“GuardAMI”, l’evento-laboratorio che unisce arte, giovani e inclusione
Apr 15, 2026 - Gabriella Licenziato
Si è concluso con un’intensa partecipazione di pubblico ed emozioni l’evento-laboratorio “GuardAMI”, svoltosi l’11 e 12 aprile presso la Parrocchia S. Antonio di Padova di Torre del Greco.
L’iniziativa, nata per valorizzare il talento dei bambini e dei giovani del gruppo “VibrARTE” e dell’ODV “Chiamami per Nome“, ha trasformato gli spazi parrocchiali in un autentico laboratorio di creatività e inclusione, con il patrocinio dell’UNICEF Regione Campania.
Creatività in scena: protagonisti artisti e giovani talenti
Per due giorni, le sale della parrocchia si sono animate, trasformandosi in luoghi di espressione e condivisione. Il pubblico ha potuto ammirare le opere degli artisti Raffaella Vitiello, in collaborazione con la giovane artista torrese Noemi Vaccaro e i volontari dell’associazione “Chiamami per nome”, mentre i bambini prendevano parte a laboratori di pittura e scrittura creativa, guidati anche dalla prof.ssa Elvira Scognamiglio.
Oltre le apparenze: l’arte come percorso di identità, emozione e consapevolezza
In questo contesto, le opere hanno raccontato un percorso profondo alla ricerca di identità ed emozione.
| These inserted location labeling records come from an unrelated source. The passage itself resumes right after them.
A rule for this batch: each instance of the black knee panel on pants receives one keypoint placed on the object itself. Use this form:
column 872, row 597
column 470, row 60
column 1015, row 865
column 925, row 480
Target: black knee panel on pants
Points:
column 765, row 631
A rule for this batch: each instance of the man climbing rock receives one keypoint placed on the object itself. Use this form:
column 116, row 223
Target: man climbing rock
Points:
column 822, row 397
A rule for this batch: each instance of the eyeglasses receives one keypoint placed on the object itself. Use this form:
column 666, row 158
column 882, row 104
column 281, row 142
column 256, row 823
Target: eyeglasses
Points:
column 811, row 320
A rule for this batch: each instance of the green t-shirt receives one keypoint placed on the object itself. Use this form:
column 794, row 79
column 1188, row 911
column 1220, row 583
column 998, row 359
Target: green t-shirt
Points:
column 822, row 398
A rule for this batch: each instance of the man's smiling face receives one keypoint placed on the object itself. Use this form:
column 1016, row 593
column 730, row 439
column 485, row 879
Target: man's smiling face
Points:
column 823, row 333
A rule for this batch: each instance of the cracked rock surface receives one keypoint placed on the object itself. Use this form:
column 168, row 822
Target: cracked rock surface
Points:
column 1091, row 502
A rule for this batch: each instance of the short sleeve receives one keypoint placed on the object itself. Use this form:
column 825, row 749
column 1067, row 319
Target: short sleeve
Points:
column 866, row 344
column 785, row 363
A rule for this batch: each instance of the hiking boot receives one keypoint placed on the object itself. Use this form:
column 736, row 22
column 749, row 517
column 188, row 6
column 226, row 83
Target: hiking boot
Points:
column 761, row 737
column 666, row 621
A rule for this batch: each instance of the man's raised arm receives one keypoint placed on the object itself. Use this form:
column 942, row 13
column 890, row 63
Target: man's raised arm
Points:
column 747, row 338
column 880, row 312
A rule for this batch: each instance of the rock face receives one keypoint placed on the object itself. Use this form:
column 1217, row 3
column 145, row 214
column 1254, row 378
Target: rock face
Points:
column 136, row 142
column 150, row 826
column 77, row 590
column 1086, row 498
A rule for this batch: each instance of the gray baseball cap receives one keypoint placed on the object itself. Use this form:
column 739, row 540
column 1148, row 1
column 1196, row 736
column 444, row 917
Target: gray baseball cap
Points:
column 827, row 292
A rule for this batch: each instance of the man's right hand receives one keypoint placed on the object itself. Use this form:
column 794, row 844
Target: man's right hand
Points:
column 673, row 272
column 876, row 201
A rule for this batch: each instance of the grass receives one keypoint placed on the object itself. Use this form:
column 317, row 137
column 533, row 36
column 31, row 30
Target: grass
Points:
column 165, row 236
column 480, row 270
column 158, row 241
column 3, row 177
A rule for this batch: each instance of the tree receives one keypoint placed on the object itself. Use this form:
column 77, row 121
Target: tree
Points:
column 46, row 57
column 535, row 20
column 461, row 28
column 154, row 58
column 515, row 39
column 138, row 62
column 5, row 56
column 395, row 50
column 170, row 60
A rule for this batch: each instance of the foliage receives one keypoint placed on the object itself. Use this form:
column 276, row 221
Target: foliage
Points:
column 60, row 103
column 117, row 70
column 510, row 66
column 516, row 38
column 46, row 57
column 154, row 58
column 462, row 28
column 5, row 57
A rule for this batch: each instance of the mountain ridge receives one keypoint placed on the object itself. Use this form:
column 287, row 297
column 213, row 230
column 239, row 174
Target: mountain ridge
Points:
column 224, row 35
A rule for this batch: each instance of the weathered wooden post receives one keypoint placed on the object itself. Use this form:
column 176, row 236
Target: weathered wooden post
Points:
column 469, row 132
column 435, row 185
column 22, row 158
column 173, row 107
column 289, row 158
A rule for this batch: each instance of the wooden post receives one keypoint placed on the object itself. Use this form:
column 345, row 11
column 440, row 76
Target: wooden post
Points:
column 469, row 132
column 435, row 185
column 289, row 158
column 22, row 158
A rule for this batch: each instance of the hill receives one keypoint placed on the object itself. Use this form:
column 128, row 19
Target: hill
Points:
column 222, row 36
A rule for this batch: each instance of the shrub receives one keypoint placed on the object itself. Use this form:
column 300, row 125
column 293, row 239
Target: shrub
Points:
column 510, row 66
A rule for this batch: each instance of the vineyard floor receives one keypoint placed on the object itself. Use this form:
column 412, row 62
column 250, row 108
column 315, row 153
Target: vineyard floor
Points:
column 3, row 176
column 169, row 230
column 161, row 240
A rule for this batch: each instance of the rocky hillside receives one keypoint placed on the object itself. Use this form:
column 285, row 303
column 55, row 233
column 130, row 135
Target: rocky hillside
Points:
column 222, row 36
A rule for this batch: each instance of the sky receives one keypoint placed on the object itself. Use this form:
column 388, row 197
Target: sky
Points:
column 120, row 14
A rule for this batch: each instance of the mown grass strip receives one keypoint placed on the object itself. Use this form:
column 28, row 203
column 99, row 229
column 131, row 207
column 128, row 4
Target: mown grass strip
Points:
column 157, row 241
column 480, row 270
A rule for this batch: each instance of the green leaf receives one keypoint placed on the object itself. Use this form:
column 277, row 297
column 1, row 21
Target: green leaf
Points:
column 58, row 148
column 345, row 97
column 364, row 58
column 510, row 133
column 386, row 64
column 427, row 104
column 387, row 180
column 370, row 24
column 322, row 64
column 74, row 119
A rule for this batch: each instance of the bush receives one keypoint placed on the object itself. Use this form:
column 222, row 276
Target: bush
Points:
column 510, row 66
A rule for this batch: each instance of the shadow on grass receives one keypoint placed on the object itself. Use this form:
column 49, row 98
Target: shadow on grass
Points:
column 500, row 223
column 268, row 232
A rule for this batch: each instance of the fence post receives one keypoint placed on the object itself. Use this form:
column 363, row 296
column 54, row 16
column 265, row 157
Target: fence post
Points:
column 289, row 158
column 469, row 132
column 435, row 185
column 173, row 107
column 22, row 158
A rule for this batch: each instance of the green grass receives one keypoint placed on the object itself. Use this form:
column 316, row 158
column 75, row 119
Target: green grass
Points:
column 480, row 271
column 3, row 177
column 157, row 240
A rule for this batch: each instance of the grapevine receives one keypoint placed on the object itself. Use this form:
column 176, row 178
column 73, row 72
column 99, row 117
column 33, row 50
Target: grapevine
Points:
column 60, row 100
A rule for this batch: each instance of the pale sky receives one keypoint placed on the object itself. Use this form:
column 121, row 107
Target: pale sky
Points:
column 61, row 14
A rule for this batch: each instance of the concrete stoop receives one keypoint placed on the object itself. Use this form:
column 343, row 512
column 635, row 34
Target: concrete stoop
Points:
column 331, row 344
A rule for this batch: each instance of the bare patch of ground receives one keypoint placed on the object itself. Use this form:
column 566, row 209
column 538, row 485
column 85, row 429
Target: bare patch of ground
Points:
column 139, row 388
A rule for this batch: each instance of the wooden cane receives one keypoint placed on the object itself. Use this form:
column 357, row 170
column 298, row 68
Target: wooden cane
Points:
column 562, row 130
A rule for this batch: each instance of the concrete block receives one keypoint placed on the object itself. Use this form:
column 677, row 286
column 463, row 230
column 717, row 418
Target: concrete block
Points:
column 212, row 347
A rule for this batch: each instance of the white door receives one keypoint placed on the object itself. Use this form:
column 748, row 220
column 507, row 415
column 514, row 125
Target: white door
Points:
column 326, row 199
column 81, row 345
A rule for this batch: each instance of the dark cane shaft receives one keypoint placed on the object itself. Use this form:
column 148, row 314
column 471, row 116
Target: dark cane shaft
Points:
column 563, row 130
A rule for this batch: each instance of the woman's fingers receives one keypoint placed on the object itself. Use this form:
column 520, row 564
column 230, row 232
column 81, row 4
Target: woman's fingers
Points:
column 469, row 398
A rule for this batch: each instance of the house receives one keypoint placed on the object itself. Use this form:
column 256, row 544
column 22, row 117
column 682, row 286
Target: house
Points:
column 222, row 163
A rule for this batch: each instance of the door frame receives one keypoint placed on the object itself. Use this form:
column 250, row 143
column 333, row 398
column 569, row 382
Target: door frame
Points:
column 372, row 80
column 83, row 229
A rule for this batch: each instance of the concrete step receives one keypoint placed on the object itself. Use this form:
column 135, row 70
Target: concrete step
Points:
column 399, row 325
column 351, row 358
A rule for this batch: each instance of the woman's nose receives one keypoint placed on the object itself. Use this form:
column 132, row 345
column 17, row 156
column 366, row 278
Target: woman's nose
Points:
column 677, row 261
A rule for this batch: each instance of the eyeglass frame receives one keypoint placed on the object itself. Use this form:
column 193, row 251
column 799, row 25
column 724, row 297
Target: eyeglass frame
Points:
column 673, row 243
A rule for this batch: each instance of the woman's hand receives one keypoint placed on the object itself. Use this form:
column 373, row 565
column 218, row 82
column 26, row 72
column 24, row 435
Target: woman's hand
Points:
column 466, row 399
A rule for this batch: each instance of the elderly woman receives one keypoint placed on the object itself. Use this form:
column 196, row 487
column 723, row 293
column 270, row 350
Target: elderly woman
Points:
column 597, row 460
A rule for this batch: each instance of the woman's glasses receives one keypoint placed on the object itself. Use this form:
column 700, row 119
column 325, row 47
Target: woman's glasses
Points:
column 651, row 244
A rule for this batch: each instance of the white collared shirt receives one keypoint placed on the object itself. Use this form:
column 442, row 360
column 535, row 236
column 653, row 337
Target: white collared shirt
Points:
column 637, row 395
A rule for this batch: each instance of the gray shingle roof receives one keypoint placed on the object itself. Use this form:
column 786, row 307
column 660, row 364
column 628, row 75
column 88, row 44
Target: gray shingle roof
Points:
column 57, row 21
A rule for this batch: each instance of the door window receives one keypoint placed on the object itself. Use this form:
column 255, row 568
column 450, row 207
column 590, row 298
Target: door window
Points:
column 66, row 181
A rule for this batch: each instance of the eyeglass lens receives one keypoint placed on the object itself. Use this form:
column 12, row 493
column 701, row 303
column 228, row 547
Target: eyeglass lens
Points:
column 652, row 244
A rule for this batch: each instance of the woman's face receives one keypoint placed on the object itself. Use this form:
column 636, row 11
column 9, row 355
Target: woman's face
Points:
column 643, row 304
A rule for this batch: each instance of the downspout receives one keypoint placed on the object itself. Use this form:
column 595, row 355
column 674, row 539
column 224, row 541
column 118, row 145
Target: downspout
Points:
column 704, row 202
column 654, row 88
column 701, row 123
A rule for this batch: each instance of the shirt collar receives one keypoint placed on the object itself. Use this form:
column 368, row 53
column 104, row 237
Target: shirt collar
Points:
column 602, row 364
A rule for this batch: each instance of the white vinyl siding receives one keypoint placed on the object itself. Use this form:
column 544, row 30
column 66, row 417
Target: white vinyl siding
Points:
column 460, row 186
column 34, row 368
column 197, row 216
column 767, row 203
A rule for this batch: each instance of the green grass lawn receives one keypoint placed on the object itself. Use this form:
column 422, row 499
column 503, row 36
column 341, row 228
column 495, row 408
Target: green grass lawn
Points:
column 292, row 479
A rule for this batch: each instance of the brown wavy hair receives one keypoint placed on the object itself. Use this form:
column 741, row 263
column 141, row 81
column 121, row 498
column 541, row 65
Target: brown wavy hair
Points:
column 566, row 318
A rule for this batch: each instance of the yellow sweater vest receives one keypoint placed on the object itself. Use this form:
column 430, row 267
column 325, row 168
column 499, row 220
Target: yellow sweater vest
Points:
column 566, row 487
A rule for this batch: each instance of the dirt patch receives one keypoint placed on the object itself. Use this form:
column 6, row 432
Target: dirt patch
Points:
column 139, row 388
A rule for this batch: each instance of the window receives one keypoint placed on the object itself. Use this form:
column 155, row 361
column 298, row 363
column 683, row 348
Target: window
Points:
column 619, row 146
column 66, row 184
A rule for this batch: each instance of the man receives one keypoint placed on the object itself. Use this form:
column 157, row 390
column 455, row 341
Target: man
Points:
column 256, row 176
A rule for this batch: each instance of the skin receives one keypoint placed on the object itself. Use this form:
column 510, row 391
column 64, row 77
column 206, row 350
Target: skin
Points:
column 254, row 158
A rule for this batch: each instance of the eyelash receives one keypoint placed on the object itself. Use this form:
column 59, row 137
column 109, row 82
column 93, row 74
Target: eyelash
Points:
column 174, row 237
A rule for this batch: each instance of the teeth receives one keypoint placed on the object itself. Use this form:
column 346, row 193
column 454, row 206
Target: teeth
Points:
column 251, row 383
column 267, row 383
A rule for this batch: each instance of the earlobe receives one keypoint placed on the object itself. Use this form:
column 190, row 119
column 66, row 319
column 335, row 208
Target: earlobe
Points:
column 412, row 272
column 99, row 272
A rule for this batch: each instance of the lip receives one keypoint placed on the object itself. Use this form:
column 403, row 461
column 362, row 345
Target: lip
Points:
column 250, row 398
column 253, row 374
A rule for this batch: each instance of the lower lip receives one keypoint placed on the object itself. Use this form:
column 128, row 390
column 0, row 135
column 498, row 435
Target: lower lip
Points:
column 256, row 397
Anche la locandina segue questa stessa linea espressiva: gli occhi, disegnati con sensibilità e cura dalla giovane artista Noemi Vaccaro, diventano simbolo di uno sguardo capace di andare oltre le apparenze, senza fermarsi a un giudizio immediato. È un invito a soffermarsi, ad osservare con attenzione persone, dettagli e, in questo caso, l’arte stessa, lasciandosi attraversare da ciò che comunica in profondità.
Ogni elemento, dalle opere esposte alle attività laboratoriali, ha contribuito a dar vita a un’esperienza collettiva capace di guidare il pubblico alla scoperta del valore nascosto dietro ogni forma espressiva.
Arti in dialogo: musica, colori e parole
Il cuore pulsante dell’evento è stato il continuo dialogo tra le arti. Musica, pittura e scrittura si sono intrecciate in modo naturale, creando un’atmosfera intensa e coinvolgente.
I giovani musicisti hanno accompagnato, con le loro esecuzioni, momenti creativi, sotto la guida dei maestri Vincenzo Di Donna e Angela Camilleri, direttrice del “Red Coral Gospel“.
“Le arti si incontrano e si intrecciano”, ha evidenziato la prof.ssa Sorrentino, descrivendo perfettamente lo spirito delle due giornate.
Particolarmente toccante è stata la testimonianza del giovane Abdelsalam Elsayed, esempio concreto di resilienza e speranza per le nuove generazioni.
Tra creatività ed esperienza: emerge la speranza
Il momento più significativo si è vissuto nella mattinata di domenica, con le esibizioni collettive accompagnate da una profonda riflessione sul valore dell’inclusione. Protagonista il “Coro Mani Bianche Liberensemble”, che ha saputo emozionare attraverso un linguaggio capace di unire musica e gestualità.
“Desidero rivolgere un sentito ringraziamento alla Dirigente Scolastica, Dott.ssa Rosaria Colantuono, dell’ICS Giampietro-Romano, per aver partecipato con il coro, coinvolgendo anche ragazzi con disabilità in un’esperienza intensa, significativa e davvero unica” commenta la prof.sa Sorrentino, direttrice artistica dell’evento.
Oltre i muri dell’indifferenza: il senso dell’iniziativa
A rendere ancora più ricco il momento artistico, il contributo delle violiniste Chiara Di Guida e Dorotea Di Luca, che hanno accompagnato le esecuzioni con grande sensibilità. Un messaggio forte, sintetizzato nelle parole della direttrice: andare oltre i “muri sordi e ciechi della società, imparando ad ascoltare anche con gli occhi“.
GuardAMI: un incontro di creatività e impegno
“GuardAMI” si chiude lasciando un segno profondo: la consapevolezza che l’arte, quando è guidata da passione e responsabilità, può diventare uno strumento potente di inclusione e crescita.
Fondamentale il contributo di tutte le figure coinvolte, tra cui Michela Sarnataro, autrice della coreografia “Blu” e la voce solista Elisabetta Sammarco, insieme ad artisti, volontari e associazioni.
Circa 60 tra bambini e ragazzi sono stati protagonisti di questa esperienza, dimostrando quanto le nuove generazioni possano esprimere valori autentici, senso critico e umanità.